But the unrestored section between Jinshanling and Simitai is far less traveled.

The wall, at 5,500 miles, is actually a series of fortifications built as early as the 7th century BC that were eventually joined.

Sections of the wall have been built and rebuilt, while others have disappeared altogether.

When Rindge and Nataki visited on a sweltering June day, they saw no more than 30 hikers in an 8 or 9-hour period.

The pair spent the night before their hike in a hutong, a guest house on the outskirts of Beijing.

The owner's brother dropped them off at one end--and planned to pick them up at the other.

Unfortunately the plans went awry when Nataki got sick from the heat. The pair eventually made it down after several hours with the help of a group of friendly hikers.

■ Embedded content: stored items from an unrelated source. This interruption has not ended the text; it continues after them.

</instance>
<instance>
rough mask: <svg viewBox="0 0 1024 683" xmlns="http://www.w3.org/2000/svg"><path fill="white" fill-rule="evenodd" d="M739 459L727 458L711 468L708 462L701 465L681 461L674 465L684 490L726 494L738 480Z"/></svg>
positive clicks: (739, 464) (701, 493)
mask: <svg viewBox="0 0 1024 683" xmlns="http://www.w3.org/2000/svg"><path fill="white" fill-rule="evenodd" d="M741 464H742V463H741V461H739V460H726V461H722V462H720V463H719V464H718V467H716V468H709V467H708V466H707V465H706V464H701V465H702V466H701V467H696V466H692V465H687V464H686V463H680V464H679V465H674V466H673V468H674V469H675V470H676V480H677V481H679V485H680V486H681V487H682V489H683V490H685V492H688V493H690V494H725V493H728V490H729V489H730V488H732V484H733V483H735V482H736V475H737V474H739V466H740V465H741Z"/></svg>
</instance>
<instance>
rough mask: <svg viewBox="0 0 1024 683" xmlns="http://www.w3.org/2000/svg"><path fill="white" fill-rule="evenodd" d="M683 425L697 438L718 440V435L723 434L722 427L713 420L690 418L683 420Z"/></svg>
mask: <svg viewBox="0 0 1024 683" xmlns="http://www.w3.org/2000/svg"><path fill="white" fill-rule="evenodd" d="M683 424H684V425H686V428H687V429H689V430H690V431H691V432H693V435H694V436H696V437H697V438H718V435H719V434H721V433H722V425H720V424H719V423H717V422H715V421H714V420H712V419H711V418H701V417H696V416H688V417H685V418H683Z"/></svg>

But they never made it as far as Simitai.

The couple saw just a handful of unarmed guards during their time on the wall.

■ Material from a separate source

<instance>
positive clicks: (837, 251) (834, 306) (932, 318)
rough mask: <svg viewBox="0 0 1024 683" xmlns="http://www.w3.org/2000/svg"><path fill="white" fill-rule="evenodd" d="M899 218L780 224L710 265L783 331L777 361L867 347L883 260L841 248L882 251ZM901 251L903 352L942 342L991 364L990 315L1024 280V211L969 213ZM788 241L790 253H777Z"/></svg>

Apart from the heat, the biggest challenge was climbing on the crumbling stones, which have stood for thousands of years.

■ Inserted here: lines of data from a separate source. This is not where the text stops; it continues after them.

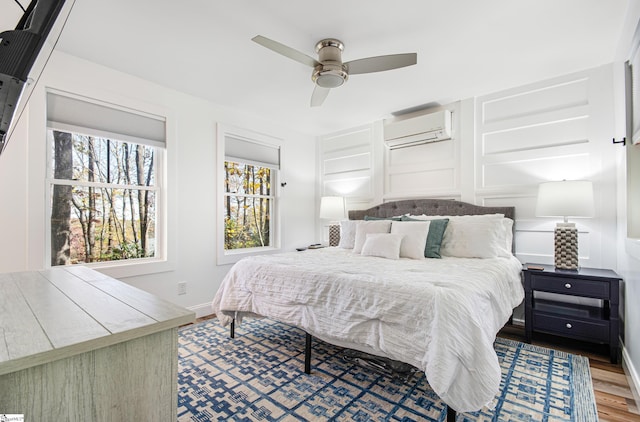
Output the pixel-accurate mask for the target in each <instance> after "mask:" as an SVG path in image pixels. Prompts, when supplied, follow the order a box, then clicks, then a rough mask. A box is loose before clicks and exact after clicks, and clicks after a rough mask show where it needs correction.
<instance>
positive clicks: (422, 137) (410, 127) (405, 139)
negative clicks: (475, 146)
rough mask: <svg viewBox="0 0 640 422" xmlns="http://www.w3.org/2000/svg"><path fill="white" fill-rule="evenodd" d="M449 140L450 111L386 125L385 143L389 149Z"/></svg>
mask: <svg viewBox="0 0 640 422" xmlns="http://www.w3.org/2000/svg"><path fill="white" fill-rule="evenodd" d="M447 139H451V111H449V110H442V111H437V112H435V113H431V114H425V115H423V116H418V117H413V118H410V119H406V120H400V121H392V122H388V123H387V122H385V124H384V143H385V145H386V146H387V147H389V149H397V148H406V147H410V146H414V145H420V144H426V143H428V142H438V141H444V140H447Z"/></svg>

While parts of the wall have been renovated, much of it lies in disrepair.

In some places, locals have taken stones to build their own homes.

Other parts have been destroyed to make way for construction projects.

Apart from fellow hikers and the occasional guard, there were also locals selling water and snacks along the route.

These vendors sold their wares for exorbitant prices, said Nataki.

One even followed them for two hours, trying to sell them a single postcard for $30.

The vendors used watchtowers spread out along the route to store their goods. The towers also made for good resting spots for the hikers.

But since they were unrestored, even the watchtowers could be perilous. At one point, a wall had crumbled and given way to a steep drop.

Due to safety concerns, the section of the wall that Rindge and Nataki hiked has been closed since June 2010.

But it's expected to reopen sometime soon.